Thursday, September 29, 2005

Politicians & Money Don't Mix

Skimming an article on House Majority Leader Tom DeLay's indictment this morning, I noted that the alleged violation was, "Texas law prohibits use of corporate contributions to advocate the election or defeat of candidates."

I suppose that it is legal to use those corporate contributions to create additional special interest programs at the expense of millions of Americans. When was a politician indicted for that?

Quite frankly, I believe that his recent statements are more of a crime than the alleged
violations in his recent indictment.

Via the Washington Times, Sept. 14, 2005:

House Majority Leader Tom DeLay said yesterday that Republicans have done so well in cutting spending that he declared an "ongoing victory," and said there is simply no fat left to cut in the federal budget ...
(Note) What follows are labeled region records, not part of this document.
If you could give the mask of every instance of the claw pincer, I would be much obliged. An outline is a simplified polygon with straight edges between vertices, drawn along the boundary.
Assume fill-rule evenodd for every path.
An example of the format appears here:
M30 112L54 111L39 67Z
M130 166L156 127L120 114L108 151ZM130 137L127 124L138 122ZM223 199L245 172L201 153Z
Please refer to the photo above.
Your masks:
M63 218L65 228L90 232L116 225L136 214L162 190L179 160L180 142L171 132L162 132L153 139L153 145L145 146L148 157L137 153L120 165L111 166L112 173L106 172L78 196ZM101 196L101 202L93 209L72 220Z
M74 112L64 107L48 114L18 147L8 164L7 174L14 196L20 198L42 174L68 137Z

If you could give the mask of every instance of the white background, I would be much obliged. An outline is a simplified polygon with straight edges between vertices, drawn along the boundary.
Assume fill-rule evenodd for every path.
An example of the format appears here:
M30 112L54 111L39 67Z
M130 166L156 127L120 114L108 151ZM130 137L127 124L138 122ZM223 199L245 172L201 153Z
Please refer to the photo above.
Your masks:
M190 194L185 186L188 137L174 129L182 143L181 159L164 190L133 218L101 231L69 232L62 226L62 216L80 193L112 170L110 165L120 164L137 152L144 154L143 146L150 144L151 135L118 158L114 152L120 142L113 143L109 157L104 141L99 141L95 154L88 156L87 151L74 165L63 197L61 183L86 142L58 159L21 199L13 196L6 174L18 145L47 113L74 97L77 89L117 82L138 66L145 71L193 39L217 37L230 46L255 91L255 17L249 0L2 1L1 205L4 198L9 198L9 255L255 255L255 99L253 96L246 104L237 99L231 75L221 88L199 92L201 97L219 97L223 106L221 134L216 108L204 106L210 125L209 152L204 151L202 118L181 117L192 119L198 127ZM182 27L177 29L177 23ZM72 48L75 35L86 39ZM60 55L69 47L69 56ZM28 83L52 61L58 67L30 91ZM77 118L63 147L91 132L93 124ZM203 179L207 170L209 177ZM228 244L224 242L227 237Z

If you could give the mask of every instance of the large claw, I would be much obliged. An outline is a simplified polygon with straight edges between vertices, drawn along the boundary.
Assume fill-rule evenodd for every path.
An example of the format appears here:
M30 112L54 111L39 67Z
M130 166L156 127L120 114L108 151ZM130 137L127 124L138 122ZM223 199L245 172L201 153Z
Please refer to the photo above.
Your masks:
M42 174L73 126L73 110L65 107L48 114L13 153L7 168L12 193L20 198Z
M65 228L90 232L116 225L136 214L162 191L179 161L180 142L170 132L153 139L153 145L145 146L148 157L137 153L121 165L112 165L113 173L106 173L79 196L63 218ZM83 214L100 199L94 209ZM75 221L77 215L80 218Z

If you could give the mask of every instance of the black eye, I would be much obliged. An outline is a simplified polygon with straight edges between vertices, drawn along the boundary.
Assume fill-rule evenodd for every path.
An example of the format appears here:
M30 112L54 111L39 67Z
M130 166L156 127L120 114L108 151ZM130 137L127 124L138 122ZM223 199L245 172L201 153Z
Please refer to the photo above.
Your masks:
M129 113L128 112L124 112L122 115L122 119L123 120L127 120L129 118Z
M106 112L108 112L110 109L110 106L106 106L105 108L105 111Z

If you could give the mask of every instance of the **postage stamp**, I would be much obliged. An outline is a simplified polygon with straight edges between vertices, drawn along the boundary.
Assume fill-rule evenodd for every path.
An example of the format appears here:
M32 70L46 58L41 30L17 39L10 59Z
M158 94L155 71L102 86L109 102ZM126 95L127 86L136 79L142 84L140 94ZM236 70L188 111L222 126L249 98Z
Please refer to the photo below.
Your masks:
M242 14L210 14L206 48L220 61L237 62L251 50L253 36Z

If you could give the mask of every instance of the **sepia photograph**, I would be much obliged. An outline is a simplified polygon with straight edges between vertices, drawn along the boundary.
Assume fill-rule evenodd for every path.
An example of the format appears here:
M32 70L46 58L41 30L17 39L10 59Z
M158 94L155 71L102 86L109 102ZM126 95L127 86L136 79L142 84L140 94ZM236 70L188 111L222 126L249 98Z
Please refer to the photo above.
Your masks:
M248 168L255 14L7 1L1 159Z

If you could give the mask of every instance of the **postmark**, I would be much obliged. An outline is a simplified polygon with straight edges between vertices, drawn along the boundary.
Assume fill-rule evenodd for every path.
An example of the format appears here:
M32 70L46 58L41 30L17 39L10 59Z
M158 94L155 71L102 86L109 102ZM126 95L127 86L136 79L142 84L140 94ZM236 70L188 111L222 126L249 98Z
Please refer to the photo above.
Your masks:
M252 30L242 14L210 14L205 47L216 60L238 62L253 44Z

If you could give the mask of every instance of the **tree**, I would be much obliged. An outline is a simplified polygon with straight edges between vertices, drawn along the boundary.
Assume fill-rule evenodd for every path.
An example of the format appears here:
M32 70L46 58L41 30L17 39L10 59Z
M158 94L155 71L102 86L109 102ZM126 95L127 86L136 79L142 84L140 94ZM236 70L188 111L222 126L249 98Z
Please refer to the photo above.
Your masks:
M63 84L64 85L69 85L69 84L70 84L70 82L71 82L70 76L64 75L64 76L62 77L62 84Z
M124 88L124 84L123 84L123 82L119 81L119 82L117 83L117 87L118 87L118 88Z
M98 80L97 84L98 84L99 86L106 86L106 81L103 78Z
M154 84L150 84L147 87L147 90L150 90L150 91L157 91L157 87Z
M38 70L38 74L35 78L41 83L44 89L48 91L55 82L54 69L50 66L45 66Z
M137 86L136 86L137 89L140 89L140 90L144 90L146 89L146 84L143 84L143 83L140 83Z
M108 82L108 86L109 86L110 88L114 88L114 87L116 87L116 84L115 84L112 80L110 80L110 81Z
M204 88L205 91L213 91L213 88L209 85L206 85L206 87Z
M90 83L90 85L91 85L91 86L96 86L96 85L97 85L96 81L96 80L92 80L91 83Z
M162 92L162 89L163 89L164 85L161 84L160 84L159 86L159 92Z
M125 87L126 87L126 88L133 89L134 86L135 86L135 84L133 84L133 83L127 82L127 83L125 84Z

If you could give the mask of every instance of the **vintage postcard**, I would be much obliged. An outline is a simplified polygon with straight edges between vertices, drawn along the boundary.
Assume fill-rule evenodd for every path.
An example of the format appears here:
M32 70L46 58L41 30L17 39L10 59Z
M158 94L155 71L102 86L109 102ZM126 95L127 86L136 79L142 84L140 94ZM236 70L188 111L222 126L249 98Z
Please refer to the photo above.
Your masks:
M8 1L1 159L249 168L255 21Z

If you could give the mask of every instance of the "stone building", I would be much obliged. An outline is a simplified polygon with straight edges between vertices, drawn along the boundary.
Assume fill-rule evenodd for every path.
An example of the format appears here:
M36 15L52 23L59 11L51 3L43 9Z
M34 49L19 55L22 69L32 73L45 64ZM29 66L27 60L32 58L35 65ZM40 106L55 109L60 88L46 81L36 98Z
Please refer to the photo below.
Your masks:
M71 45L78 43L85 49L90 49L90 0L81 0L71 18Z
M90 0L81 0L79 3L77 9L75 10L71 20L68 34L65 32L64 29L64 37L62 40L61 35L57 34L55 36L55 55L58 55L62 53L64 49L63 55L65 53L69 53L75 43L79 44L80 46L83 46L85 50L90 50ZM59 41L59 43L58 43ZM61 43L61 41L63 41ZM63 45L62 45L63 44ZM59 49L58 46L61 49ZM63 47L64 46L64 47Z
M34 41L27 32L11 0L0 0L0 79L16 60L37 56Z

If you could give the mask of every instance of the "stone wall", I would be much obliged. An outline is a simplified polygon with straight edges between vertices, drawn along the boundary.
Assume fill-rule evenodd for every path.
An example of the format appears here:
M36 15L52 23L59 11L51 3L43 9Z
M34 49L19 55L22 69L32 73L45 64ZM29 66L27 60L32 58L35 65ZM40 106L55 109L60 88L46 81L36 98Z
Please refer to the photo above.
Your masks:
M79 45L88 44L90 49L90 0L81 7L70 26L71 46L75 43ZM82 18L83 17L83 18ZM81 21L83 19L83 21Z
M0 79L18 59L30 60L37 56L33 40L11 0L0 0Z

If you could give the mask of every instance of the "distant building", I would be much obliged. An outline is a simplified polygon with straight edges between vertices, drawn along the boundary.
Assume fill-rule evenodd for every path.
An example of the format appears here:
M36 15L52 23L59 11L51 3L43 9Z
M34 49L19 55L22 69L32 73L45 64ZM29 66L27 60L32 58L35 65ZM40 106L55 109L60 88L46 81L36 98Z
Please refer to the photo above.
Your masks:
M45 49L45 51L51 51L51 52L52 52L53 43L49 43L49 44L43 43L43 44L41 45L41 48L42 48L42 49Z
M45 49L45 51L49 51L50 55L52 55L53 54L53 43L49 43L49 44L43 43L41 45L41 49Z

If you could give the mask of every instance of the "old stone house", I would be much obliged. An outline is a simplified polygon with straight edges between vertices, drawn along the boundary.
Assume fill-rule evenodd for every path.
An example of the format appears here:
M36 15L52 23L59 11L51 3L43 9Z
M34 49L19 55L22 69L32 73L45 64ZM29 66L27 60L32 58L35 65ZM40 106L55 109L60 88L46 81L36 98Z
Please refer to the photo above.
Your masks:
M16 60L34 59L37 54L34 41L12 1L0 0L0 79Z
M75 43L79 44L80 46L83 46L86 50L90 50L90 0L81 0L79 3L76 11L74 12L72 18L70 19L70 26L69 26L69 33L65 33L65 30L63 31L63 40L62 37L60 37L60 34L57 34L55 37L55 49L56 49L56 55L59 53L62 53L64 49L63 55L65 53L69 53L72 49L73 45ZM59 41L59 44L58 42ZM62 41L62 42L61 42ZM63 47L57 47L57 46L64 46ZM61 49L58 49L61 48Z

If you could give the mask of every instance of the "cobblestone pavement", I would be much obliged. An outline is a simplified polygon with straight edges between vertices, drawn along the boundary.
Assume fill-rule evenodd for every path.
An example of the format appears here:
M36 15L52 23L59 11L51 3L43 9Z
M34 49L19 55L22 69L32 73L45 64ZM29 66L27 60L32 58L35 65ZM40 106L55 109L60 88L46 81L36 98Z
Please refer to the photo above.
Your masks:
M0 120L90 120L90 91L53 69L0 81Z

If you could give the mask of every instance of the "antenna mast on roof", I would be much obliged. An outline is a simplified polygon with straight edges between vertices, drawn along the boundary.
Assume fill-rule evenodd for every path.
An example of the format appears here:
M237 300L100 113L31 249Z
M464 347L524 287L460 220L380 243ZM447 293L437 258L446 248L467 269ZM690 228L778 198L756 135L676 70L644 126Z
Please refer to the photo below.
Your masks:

Asked if that meant the government was running at peak efficiency, Mr. DeLay said, "Yes, after 11 years of Republican majority we've pared it down pretty good."

And how about McCain's violation of the McCain Feingold law earlier this month?

Via the Orange County Register (hat tip to Club for Growth):
Sen. John McCain has made a reputation for campaign finance reform and for being an independent thinker. So it was no surprise that Marilyn Brewer parlayed his endorsement into her first TV commercial for the Oct. 4 special election.In the ad, McCain compares Brewer to both Ronald and Nancy Reagan. One thing the first airings of the ad did not include: Brewer does not state that she approved the ad. That’s now required by law. Specifically, the law co-sponsored by McCain himself.

All the campaign finance reform laws in the world don't make politicians more responsible with other people's money. But the real threat is not with the use of voluntarily contributed funds -- it is with the use (and misuse) of forcibly seized taxpayer dollars.